Лусиелла при этих словах набожно перекрестилась и поднесла к губам образок, висевший у нее на груди. Пьетро пробормотал какое-то проклятие и спрятал нож. Лусиелла начала растирать руки утопленника, а затем с поразительной силой схватила его за ноги и поставила на голову. Изо рта утопленника полилась вода.

Пьетро не принимал участия в этом деле, а молча разглядывал красивую молодую женщину, найденную в сетях вместе с незнакомцем. Он наклонился к ней, ощупал ее и пробормотал:

– Завтра приедет жид. Я обещал сдать ему триста штук колбас, и если бы не эта находка, то не сдержал бы своего обещания. Но теперь я всю ночь поработаю, а когда Илиас Финкель приедет, товар будет к его услугам, и он выложит мне денежки на стол. Этот коварный жид притворяется, что не знает, из чего я делаю колбасы, которые он за большие деньги продает голодному люду. Между тем он отлично это знает. Да и какое дело тем, кто ест эти колбасы. Ослиное мясо или человеческое, не все ли равно?

Необходимо сделать маленькое отступление, чтобы не заслужить упрека в преувеличении фактов. Описываемое преступление кажется настолько чудовищным, что трудно понять, как оно могло совершиться. Приходится, однако, установить факт, что неоднократно бессовестные изверги пользовались человеческим мясом для изготовления колбас.

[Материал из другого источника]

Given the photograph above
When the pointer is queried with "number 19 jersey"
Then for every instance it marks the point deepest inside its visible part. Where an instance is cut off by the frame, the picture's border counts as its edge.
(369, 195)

В Париже и в Лондоне в свое время были обнаружены подземные помещения, куда заманивали людей, убивали их, а затем из их трупов приготовлялась начинка для колбас. Всего несколько лет назад вся Америка была возмущена ужасным злодеянием, документально доказанным и не подвергающимся сомнению.

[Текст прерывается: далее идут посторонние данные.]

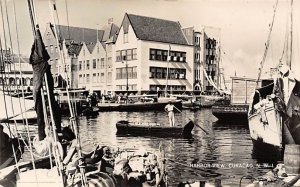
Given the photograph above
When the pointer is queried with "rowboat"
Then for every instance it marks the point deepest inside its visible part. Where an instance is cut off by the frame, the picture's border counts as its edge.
(7, 157)
(154, 129)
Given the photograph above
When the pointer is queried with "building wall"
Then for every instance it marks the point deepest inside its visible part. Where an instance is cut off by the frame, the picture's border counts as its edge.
(59, 67)
(142, 63)
(146, 63)
(209, 57)
(122, 44)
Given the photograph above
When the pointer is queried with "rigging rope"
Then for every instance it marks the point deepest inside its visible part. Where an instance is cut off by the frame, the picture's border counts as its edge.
(62, 57)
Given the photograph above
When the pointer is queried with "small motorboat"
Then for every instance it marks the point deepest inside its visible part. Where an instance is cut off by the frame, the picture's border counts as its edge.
(154, 129)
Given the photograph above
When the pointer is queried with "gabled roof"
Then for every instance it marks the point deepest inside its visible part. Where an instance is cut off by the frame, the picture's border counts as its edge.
(159, 30)
(78, 34)
(74, 48)
(110, 31)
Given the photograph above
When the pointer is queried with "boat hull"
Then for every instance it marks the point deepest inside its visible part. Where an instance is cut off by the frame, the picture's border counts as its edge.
(266, 153)
(265, 126)
(231, 113)
(148, 129)
(137, 107)
(7, 155)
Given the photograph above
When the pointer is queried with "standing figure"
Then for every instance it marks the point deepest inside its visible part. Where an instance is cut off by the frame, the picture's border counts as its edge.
(170, 109)
(4, 139)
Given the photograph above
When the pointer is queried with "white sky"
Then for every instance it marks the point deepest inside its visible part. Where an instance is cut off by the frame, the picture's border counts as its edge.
(244, 23)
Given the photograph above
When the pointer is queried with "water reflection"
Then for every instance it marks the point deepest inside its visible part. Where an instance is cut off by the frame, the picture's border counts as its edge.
(227, 145)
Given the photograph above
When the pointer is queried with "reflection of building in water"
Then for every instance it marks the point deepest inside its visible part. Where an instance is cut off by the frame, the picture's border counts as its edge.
(15, 74)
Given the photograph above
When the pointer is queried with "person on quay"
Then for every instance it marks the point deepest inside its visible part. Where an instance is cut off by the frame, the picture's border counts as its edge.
(4, 139)
(170, 109)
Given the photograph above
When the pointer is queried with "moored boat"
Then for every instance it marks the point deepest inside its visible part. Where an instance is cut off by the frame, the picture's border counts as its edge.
(154, 129)
(146, 106)
(11, 153)
(274, 112)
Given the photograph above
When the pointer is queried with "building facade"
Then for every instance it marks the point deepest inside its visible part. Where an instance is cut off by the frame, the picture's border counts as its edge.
(152, 55)
(87, 56)
(206, 58)
(16, 74)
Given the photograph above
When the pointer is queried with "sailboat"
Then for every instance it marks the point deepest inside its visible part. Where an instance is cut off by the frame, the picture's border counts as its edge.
(57, 166)
(207, 101)
(274, 112)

В Чикаго жил зажиточный немец Литгерт, пользовавшийся уважением лиц, знавших его. Он основал в Чикаго большую колбасную фабрику, оборудованную всеми новейшими машинами и приспособлениями. Дела шли прекрасно, и в течение нескольких лет Литгерт страшно разбогател. Жители Чикаго с удовольствием ели отличный товар, и фирма его славилась повсюду. Литгерт был вхож во многие дома и посватался за красивую молодую девушку. Вскоре он женился на ней, возбудив этим зависть многих молодых людей. Года через два молодая супруга его внезапно исчезла. Литгерт заявил друзьям и знакомым, что жена его захворала и уехала на юг лечиться.

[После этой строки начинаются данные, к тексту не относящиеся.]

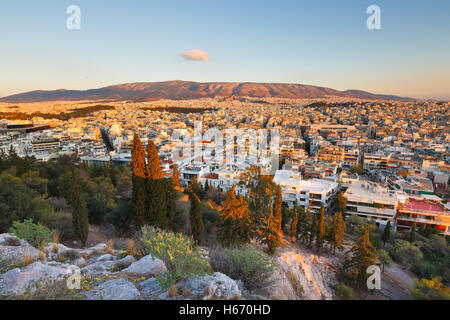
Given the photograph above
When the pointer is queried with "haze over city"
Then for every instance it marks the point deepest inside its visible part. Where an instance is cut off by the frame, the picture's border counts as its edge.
(239, 151)
(323, 43)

Но Эмилия Литгерт почему-то долго не возвращалась. Друзья и знакомые ее встревожились, и так как Литгерт, отвечая на расспросы о ее судьбе, путался в своих показаниях, то в один прекрасный день на него поступил анонимный донос в полицейское управление, в котором было заявлено, что Литгерт убил свою жену. Подобное обвинение, возводимое на пользовавшегося всеобщим уважением гражданина, сначала показалось властям нелепостью.

Но какой-то молодой сыщик, некогда влюбленный в Эмилию, взялся за негласное расследование дела. Прежде всего ему удалось установить, что у Литгерта была дама сердца, служившая до его женитьбы у него в доме экономкой. Женившись на Эмилии, Литгерт не порвал связи со своей любовницей, а купил ей маленький домик и часто бывал у нее. Эмилия знала об этой связи, судя по тому, что между нею и мужем, как удалось узнать сыщику, неоднократно происходили крупные ссоры, причем Литгерт даже бил свою молодую жену. Эмилия, стыдясь своего неудачного брака, не говорила об этом никому. Все эти факты молодой сыщик сообщил главному полицейскому управлению. За Литгертом установили бдительный и негласный надзор. Были собраны сведения о его прошлом, причем особое внимание обратили на время, предшествовавшее исчезновению его жены.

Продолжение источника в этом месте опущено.